Chest radiography, or X-ray, one of the most common imaging exams worldwide, is performed to help diagnose the source of symptoms like cough, fever and pain. Despite its popularity, the exam has limitations.
“We’ve found that there is a lot of subjectivity in chest X-ray interpretation,” said study co-author Shravya Shetty, an engineering lead at Google Health in Palo Alto, Calif. “Significant inter-reader variability and suboptimal sensitivity for the detection of important clinical findings can limit its effectiveness.”
Deep learning, a sophisticated type of AI in which the computer can be trained to recognize subtle patterns, has the potential to improve chest X-ray interpretation, but it too has limitations. For instance, results derived from one group of patients cannot always be generalized to the population at large.
Researchers at Google Health developed deep learning models for chest X-ray interpretation that overcome some of these limitations. They used two large datasets to develop, train and test the models. The first dataset consisted of more than 750,000 images from five hospitals in India, while the second set included 112,120 images made publicly available by the National Institutes of Health (NIH).
A panel of radiologists convened to create the reference standards for certain abnormalities visible on chest X-rays used to train the models.
“Chest X-ray interpretation is often a qualitative assessment, which is problematic from deep learning standpoint,” said Daniel Tse, M.D., product manager at Google Health. “By using a large, diverse set of chest X-ray data and panel-based adjudication, we were able to produce more reliable evaluation for the models.”
Tests of the deep learning models showed that they performed on par with radiologists in detecting four findings on frontal chest X-rays, including fractures, nodules or masses, opacity (an abnormal appearance on X-rays often indicative of disease) and pneumothorax (the presence of air or gas in the cavity between the lungs and the chest wall).

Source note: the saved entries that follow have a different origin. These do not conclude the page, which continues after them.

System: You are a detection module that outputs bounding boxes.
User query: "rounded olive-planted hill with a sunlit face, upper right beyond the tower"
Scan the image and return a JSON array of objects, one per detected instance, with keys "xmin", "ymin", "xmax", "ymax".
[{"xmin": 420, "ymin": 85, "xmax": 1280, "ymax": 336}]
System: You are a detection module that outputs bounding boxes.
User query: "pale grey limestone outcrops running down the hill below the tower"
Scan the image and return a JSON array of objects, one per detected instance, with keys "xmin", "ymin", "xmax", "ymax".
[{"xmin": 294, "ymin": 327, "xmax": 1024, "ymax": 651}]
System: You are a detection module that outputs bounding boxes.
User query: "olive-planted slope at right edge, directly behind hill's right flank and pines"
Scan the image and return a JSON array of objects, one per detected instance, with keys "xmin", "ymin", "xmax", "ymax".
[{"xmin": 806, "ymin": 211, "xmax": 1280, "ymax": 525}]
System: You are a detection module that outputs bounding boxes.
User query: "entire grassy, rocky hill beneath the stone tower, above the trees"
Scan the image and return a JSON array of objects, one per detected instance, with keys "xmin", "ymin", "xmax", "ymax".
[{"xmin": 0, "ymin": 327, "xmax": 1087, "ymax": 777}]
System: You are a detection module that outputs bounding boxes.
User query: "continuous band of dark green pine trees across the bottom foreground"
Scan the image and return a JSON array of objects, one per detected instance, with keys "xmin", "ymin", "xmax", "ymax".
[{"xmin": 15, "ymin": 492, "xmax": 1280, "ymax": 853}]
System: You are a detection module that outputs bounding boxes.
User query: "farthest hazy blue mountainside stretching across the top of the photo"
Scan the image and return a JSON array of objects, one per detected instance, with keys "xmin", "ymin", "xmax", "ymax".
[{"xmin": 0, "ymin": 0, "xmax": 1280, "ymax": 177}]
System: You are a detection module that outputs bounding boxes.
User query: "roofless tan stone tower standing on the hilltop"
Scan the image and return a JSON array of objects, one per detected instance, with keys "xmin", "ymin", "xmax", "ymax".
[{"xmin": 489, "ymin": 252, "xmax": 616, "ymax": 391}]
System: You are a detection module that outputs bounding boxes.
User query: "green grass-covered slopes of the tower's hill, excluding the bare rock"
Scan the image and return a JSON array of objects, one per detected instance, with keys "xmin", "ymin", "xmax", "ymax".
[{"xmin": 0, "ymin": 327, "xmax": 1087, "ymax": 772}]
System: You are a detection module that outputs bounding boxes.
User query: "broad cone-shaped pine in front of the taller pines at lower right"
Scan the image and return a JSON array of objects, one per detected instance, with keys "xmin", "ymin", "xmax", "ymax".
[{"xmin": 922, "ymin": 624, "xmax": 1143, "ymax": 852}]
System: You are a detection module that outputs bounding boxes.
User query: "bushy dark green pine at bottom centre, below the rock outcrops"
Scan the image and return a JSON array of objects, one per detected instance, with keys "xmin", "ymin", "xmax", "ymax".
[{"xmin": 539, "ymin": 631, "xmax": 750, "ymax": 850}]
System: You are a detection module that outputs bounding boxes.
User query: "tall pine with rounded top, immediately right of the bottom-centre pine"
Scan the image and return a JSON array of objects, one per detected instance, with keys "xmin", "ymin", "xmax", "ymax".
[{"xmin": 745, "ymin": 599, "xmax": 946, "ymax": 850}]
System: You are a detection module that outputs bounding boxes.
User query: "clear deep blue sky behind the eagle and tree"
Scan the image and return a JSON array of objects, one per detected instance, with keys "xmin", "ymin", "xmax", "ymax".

Radiologist adjudication led to increased expert consensus of the labels used for model tuning and performance evaluation. The overall consensus increased from just over 41 percent after the initial read to more than almost 97 percent after adjudication.
The rigorous model evaluation techniques have advantages over existing methods, researchers said. By beginning with a broad, hospital-based clinical image set, and then sampling a diverse set of cases and reporting population adjusted metrics, the results are more representative and comparable. Additionally, radiologist adjudication provides a reference standard that can be both more sensitive and more consistent than other methods.
“We believe the data sampling used in this work helps to more accurately represent the incidence for these conditions,” Tse said. “Moving forward, deep learning can provide a useful resource to facilitate the continued development of clinically useful AI models for chest radiography.”
“The NIH database is a very important resource, but the current labels are noisy, and this makes it hard to interpret the results published on this data,” Shetty said. “We hope that the release of our labels will help further research in this field.”